To what exactly are you referring? To Burry buying options? The most he can lose is the price of the option if he lets it expire without exercising it. On the other hand, if the index did plummet, he could make a boatload.
It’s interesting to see the stocks Burry remains long in: SCION ASSET MANAGEMENT, LLC Top 13F Holdings
A different article tells a different story. His fund owns the SPDR S&P500 ETF, as well as the Invesco QQQ NASDAQ100 ETF. At the end of June, he had purchased PUTS for all 400,000 shares of the combined ETFs. Depending upon when he purchased the PUTs, the NASDAQ is at almost the exact same number as it was by June 30th. Further, none of the articles mention the strikes or the expiration dates, so who knows how long dated these PUTS are? To me, this just seems like a prudent purchase of protection against a slowing Chinese economy, slowing US economy and persistent US and European inflation. 'Big Short' investor Michael Burry's new bets against the S&P 500 and Nasdaq-100 are no surprise. Here's why.
I mean…..how much freaking money does a person have make, to be satisfied, and somewhat content in life? Wouldn’t have bothered me if he lost it all tbh.
Only a libbie would ask that question. There’s only one reason I can think of that you feel this way. Envy. SMH.
Quick search estimates his personal worth is $1.2B. So sounds like he actually just lost a bunch of other people’s money on this bet. Hope that’s only a modest part of his portfolio.
There is at least one other possibility besides envy that leads to such questioning. A basic knowledge of historical events, for one, might lead a person to examine contextual parallels with current events. I’m sure even you have heard the phrase “those that do not learn history, are doomed to repeat it”.
It’s why you guys vote dem, you think people can make too much money. You want the govt to fix that problem for you.
I think it's actually a legitimate question, although the reason for asking could certainly be based on bias or envy. To answer trips, at least as it seems to apply in Burry's case given what's known about him, I don't think the money itself is the motivation as much as the challenge and reward from intensive and exhaustive research to beat large sections of the market, combined with investing being a stimulating outlet for the obsessive tendencies inherent in his diagnosed personality disorder.

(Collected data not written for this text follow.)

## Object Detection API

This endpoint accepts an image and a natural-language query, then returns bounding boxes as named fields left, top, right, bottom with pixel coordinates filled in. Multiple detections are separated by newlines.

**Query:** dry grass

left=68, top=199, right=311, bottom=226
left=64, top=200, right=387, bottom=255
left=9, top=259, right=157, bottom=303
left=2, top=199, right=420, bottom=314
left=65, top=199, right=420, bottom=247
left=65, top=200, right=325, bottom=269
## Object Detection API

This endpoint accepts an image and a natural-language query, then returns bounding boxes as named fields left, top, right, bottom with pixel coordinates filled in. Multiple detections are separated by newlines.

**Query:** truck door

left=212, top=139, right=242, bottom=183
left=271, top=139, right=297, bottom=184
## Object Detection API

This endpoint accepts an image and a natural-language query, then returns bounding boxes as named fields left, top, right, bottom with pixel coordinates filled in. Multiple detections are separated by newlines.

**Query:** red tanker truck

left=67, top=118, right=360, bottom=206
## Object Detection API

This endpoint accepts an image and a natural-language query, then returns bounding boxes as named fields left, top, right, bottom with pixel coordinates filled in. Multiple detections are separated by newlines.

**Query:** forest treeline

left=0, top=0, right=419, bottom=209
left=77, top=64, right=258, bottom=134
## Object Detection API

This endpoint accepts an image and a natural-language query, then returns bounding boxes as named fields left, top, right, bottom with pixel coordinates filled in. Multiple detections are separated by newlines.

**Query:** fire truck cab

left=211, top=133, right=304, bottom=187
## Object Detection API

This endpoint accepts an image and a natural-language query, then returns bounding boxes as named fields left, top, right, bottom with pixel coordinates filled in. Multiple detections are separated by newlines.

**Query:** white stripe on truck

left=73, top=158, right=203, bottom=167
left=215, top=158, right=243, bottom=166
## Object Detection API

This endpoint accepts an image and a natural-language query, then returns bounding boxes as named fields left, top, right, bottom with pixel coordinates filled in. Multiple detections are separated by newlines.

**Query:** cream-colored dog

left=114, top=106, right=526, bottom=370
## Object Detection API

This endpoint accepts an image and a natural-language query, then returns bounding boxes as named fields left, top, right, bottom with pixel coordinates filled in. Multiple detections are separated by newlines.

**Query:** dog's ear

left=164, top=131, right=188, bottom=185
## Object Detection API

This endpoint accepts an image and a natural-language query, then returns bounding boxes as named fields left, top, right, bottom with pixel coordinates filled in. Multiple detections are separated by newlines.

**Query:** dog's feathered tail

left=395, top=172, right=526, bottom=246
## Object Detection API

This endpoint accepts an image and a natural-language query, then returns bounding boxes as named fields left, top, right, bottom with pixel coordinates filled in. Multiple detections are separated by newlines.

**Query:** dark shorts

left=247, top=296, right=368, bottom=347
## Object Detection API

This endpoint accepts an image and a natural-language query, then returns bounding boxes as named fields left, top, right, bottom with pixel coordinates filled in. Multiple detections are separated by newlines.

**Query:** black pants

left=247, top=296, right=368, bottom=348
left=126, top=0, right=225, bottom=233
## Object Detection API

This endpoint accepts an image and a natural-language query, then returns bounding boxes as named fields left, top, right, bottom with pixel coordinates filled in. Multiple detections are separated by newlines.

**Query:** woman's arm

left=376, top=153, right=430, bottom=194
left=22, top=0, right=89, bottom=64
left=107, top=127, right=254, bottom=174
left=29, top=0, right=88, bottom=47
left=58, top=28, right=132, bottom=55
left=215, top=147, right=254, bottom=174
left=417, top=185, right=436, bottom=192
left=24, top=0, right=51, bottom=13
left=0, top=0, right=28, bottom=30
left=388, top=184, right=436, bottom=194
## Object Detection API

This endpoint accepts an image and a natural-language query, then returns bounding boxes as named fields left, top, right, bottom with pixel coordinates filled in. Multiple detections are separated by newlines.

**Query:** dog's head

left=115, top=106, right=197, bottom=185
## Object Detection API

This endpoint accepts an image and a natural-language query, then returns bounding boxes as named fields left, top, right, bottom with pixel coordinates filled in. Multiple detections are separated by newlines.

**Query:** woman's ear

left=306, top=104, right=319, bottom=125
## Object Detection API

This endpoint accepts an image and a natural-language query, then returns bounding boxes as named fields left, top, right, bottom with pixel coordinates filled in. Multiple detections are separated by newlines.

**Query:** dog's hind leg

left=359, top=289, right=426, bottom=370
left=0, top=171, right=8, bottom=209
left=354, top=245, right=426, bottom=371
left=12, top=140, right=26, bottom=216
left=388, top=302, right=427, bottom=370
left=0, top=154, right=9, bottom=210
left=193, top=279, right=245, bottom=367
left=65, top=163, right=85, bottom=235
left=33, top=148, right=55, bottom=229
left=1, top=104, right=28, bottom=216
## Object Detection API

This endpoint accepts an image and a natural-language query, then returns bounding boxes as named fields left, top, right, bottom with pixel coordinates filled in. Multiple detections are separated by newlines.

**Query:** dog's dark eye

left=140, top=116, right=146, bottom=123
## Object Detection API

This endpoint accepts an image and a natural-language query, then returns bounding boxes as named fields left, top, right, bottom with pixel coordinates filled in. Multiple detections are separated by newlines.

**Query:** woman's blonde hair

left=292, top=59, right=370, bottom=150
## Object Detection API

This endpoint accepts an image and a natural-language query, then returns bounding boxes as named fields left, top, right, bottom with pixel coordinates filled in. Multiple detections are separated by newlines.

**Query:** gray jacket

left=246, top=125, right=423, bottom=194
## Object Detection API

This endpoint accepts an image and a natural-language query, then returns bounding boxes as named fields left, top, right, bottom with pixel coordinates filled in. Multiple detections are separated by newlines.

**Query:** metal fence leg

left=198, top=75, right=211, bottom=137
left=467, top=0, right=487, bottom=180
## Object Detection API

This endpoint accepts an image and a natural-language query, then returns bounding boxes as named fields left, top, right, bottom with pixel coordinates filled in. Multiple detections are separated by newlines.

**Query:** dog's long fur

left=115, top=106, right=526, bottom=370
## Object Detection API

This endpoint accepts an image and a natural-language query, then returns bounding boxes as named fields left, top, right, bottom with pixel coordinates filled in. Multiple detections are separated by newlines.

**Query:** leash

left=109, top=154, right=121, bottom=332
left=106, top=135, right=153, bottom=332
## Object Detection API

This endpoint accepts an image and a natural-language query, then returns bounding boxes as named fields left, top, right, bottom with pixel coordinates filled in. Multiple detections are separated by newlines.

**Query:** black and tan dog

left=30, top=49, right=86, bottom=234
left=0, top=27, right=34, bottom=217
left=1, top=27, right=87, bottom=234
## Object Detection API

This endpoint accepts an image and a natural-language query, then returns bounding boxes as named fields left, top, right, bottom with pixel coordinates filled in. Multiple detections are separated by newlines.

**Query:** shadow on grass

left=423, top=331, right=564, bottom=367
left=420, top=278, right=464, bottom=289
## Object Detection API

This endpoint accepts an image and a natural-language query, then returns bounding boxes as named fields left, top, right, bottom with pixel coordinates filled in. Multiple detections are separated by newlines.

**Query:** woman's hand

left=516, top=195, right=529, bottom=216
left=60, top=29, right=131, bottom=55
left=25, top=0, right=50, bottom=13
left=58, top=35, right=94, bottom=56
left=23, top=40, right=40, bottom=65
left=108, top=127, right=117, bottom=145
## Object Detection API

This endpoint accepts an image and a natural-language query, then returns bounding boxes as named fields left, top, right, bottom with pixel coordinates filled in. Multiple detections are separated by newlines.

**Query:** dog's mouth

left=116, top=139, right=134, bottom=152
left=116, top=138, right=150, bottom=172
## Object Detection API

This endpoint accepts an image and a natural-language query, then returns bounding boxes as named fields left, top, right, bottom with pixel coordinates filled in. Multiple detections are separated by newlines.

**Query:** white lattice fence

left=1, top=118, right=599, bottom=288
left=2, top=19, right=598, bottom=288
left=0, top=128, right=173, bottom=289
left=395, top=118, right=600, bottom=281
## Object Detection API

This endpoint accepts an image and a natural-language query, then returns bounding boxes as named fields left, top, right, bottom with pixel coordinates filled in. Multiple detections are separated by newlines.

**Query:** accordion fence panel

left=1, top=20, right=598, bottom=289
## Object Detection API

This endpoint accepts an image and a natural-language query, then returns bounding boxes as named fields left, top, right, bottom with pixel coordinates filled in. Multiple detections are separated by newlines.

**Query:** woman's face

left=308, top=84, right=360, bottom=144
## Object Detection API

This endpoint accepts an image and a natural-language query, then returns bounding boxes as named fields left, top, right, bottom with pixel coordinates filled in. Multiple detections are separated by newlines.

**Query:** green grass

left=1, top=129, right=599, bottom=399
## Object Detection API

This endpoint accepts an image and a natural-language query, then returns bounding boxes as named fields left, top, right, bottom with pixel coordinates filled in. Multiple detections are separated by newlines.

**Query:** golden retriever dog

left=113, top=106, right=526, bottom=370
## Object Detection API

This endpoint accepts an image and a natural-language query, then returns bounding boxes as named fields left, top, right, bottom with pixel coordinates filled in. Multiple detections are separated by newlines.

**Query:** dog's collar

This story is a little confusing because according to everything I see, the guy is worth around $1.2Billion and his assets under management are more like $200-300 million… So not sure how he just “lost” a billion. Unless he just about wiped himself out with this short bet?
I don't think he lost "much" money. Those short positions costs less than 30m. I suspect he lost 40% of roughly that amount. But, that does not make a good headline.
My only concern with people compiling “too much money” is when it reaches a threshold people can effectively buy the government. A concern that is well founded in our own history, never-mind world history. Even the propaganda sources which cater to morons and rubes try to tie everything back to George Soros. Why do you suppose that is?
'Big Short' Michael Burry's bets against S&P 500 and Nasdaq pay off (msn.com) Also, he's making tons of money in other sectors of the market. Michael Burry’s largest stock position surged 25% in a week (finbold.com) He's still able to pay the power bill.
Newsflash… The world is and has always been bought. Also, you should know something about this Santa fellow.
Cool. A defeatist. We’re all doomed and nothing can be done. Nor should anything be done. Guess you just go back under that rock.
Looks like you’re the one who just entered the real world. The world has always operated this way and there is no doom. It’s just the way it works for humans. One of us is naive about it.